Griechischer Grenzzaun soll kürzer werden
Athen/Brüssel (dpa) - Nach internationaler Kritik hat Griechenland seine Pläne zum Bau eines Zauns gegen illegale Einwanderer an der Grenze zur Türkei relativiert.
Athen plane vorerst nur eine 12,5 Kilometer lange und 3 Meter hohe Sperre entlang der „Schwachstelle“ des Grenzflusses Evros bei der Kleinstadt Orestiada, verlautete am Montag aus dem Ministerium für Bürgerschutz. Zugleich wies Bürgerschutzminister Christos Papoutsis Kritik an der Asylpolitik seines Landes als „heuchlerisch“ zurück.
Am Samstag hatte Papoutsis noch den Bau einer insgesamt 206 Kilometer langen Barriere zur Türkei angekündigt, um den endlosen Strom illegaler Migranten zu stoppen. Als Vorbild nannte er den Grenzzaun zwischen den USA und Mexiko.

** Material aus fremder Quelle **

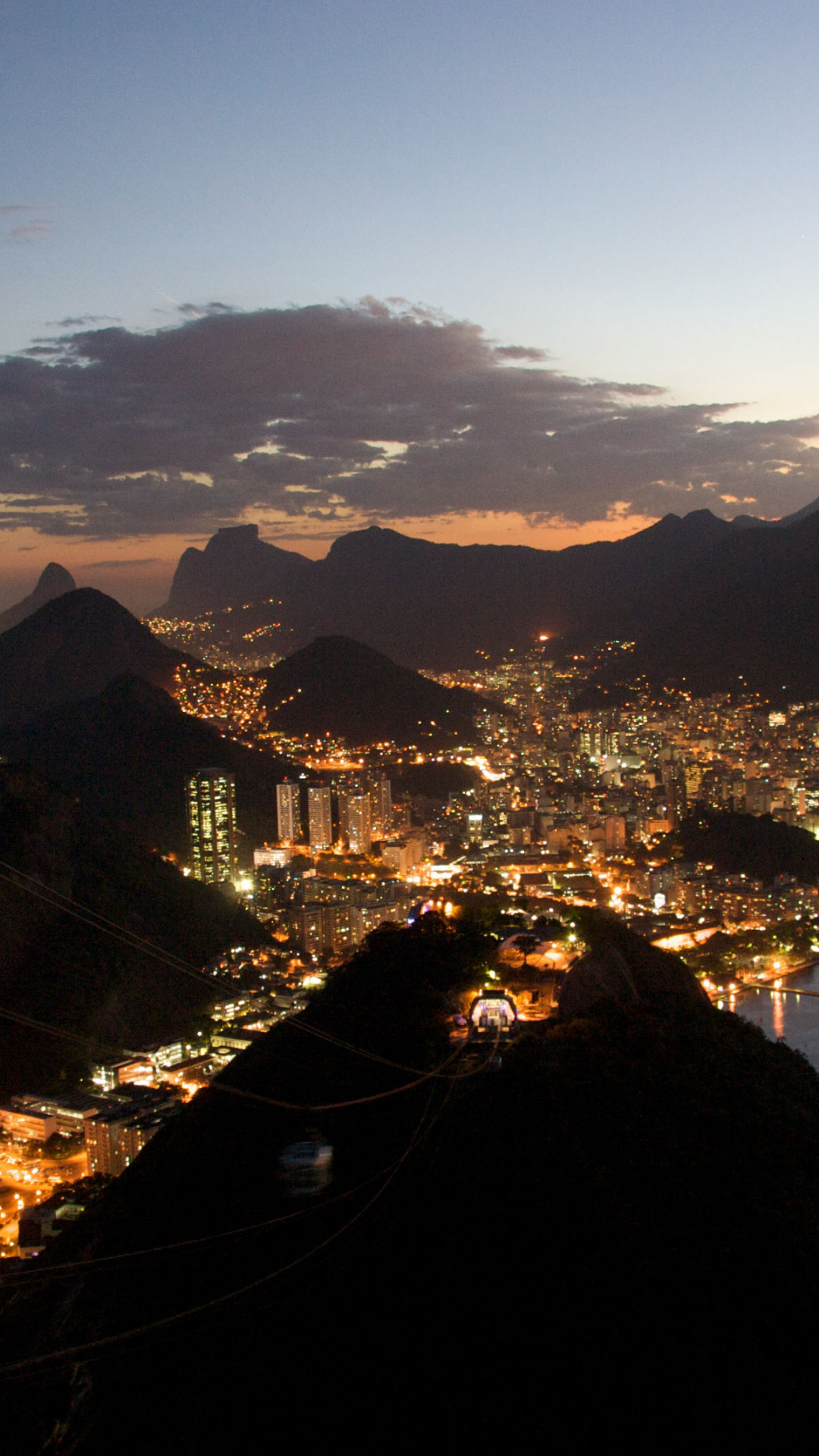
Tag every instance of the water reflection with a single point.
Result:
(779, 1014)
(784, 1015)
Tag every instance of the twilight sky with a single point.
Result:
(602, 213)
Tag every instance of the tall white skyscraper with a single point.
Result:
(381, 800)
(319, 816)
(360, 823)
(212, 824)
(287, 811)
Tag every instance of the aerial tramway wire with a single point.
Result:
(107, 1341)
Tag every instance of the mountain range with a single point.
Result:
(338, 688)
(55, 582)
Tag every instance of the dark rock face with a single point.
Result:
(72, 648)
(55, 582)
(127, 753)
(346, 689)
(234, 568)
(601, 976)
(701, 599)
(69, 973)
(627, 971)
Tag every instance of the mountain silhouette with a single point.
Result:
(431, 604)
(340, 688)
(55, 582)
(72, 648)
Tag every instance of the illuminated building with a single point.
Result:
(381, 805)
(212, 823)
(614, 826)
(289, 811)
(360, 823)
(279, 855)
(319, 817)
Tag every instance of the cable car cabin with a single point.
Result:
(493, 1014)
(305, 1168)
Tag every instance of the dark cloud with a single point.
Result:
(387, 410)
(30, 232)
(82, 322)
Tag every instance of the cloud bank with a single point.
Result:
(382, 411)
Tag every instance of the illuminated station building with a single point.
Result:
(212, 824)
(493, 1014)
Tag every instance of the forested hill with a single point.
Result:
(751, 845)
(55, 968)
(127, 753)
(563, 1242)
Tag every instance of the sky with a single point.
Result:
(535, 273)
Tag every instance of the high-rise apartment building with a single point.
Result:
(212, 824)
(319, 817)
(287, 811)
(360, 823)
(381, 801)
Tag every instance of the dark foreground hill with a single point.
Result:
(611, 1237)
(127, 753)
(55, 968)
(340, 688)
(74, 647)
(55, 582)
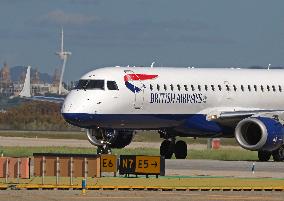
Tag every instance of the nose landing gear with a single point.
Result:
(170, 147)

Die Pläne stießen bei der EU auf Vorbehalte. „Zäune können nur eine kurzfristige Lösung sein, sie lösen aber nicht das Problem“, sagte der Sprecher von EU-Innenkommissarin Cecilia Malmström in Brüssel. Die EU-Kommission erwarte von Griechenland, dass es langfristige Lösungen bei Einwanderung und Grenzschutz finde und sein Asylsystem grundlegend reformiere. Der Sprecher sagte aber auch, dass der Grenzschutz im Prinzip Sache der Mitgliedsstaaten sei.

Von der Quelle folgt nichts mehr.